3. A high school football player comes to the clinic complaining of severe acne. The mother reports recent behavior changes, including irritability and suspiciousness of friends. The nurse’s assessment reveals an elevated blood pressure. Which intervention should the nurse implement first?
- A. Encourage the client to see a dermatologist
- B. Refer the adolescent to a substance abuse program
- C. Suggest a low-salt, low-fat, and caffeine-free diet
- D. Inquire about a possible use of anabolic steroids
Correct answer: D
Rationale: In this scenario, the high school football player presenting with severe acne, behavior changes, elevated blood pressure, and suspicion of friends suggests the possible use of anabolic steroids. Anabolic steroid use can lead to such symptoms. Therefore, the nurse should first inquire about the possible use of anabolic steroids to address the root cause of the presenting issues. Encouraging the client to see a dermatologist (Choice A) may be necessary but addressing the underlying cause is crucial first. Referring the adolescent to a substance abuse program (Choice B) is premature without confirming steroid use. Suggesting a low-salt, low-fat, and caffeine-free diet (Choice C) is not the priority in this situation where a serious issue like anabolic steroid use needs immediate attention.

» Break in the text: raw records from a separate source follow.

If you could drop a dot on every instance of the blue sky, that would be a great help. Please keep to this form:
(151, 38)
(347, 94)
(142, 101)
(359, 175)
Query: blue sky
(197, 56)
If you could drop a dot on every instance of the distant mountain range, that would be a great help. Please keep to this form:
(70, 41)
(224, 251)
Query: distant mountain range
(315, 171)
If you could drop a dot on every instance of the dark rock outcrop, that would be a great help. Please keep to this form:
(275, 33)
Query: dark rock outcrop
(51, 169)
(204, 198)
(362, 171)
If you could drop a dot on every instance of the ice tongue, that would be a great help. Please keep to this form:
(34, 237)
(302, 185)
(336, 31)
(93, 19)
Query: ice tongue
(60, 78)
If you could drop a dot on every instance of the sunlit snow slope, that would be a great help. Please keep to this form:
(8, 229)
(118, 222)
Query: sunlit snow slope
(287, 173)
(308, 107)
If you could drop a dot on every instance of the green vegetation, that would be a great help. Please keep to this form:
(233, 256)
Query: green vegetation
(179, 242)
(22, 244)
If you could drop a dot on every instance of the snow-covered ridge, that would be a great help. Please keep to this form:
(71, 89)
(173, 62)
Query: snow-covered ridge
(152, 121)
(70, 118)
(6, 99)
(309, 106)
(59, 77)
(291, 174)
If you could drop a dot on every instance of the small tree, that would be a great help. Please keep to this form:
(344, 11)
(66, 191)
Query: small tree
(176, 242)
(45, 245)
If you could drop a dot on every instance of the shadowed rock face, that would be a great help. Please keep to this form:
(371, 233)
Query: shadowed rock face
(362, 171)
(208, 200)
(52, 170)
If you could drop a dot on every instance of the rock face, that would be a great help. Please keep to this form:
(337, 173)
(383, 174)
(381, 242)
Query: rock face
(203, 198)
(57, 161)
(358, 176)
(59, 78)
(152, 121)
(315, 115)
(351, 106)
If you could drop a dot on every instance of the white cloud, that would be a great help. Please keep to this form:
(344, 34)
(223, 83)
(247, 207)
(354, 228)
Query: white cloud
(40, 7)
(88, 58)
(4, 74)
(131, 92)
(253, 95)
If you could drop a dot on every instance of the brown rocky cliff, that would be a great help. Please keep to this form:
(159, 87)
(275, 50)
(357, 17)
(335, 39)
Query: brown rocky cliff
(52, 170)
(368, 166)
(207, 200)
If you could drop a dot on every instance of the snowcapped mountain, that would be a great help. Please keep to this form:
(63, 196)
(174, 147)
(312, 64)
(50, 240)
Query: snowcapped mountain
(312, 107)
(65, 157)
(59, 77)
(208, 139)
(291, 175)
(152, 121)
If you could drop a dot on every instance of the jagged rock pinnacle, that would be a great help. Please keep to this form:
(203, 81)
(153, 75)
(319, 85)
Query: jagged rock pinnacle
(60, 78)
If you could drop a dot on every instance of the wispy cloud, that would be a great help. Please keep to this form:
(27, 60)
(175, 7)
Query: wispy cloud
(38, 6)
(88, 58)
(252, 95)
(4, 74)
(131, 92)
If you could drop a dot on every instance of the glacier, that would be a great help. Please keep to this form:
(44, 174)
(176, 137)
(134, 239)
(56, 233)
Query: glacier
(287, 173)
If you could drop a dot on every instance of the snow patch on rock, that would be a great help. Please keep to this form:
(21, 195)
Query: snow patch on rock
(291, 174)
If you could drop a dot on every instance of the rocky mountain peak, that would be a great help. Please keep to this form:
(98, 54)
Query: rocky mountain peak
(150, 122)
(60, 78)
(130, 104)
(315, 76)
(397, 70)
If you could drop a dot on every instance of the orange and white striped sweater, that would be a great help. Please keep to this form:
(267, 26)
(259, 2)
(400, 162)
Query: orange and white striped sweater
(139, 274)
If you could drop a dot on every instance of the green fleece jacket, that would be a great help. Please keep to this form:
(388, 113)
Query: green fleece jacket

4. The nurse notes that a depressed female client has been more withdrawn and non-communicative during the past two weeks. Which intervention is most important to include in the updated plan of care for this client?
- A. Encourage the client's family to visit more often
- B. Schedule a daily conference with the social worker
- C. Encourage the client to participate in group activities
- D. Engage the client in a non-threatening conversation
Correct answer: D
Rationale: Engaging the client in a non-threatening conversation is crucial as it can help build trust and provide support, addressing the client's withdrawal. This intervention focuses on establishing a therapeutic relationship and giving the client an opportunity to express their feelings. Choices A, B, and C do not directly target the client's need for communication and may not address the underlying issues contributing to her withdrawal. Encouraging the client's family to visit more often (Choice A) may add pressure or discomfort to the client. Scheduling a daily conference with the social worker (Choice B) may not address the client's immediate need for communication. Encouraging the client to participate in group activities (Choice C) may be overwhelming for the client and not address her withdrawal directly.
5. The client enters the room of a client with Parkinson’s disease who is taking carbidopa-levodopa. The client is arising slowly from the chair while the unlicensed assistive personnel (UAP) stands next to the chair. What action should the nurse take?
- A. Demonstrate how to help the client move more efficiently
- B. Offer a PRN analgesic to reduce painful movement
- C. Affirm that the client should arise slowly from the chair
- D. Tell the UAP to assist the client in moving more quickly
Correct answer: A
Rationale: The correct action for the nurse to take in this situation is to demonstrate how to help the client move more efficiently. As the client is arising slowly from the chair, providing guidance on proper movement techniques can improve the client's mobility and safety. Offering a PRN analgesic (Choice B) is not relevant to the client's situation as there is no indication of pain. Affirming that the client should arise slowly (Choice C) does not address the need for assistance in improving movement efficiency. Instructing the UAP to assist the client in moving more quickly (Choice D) may compromise the client's safety and is not the appropriate action to take.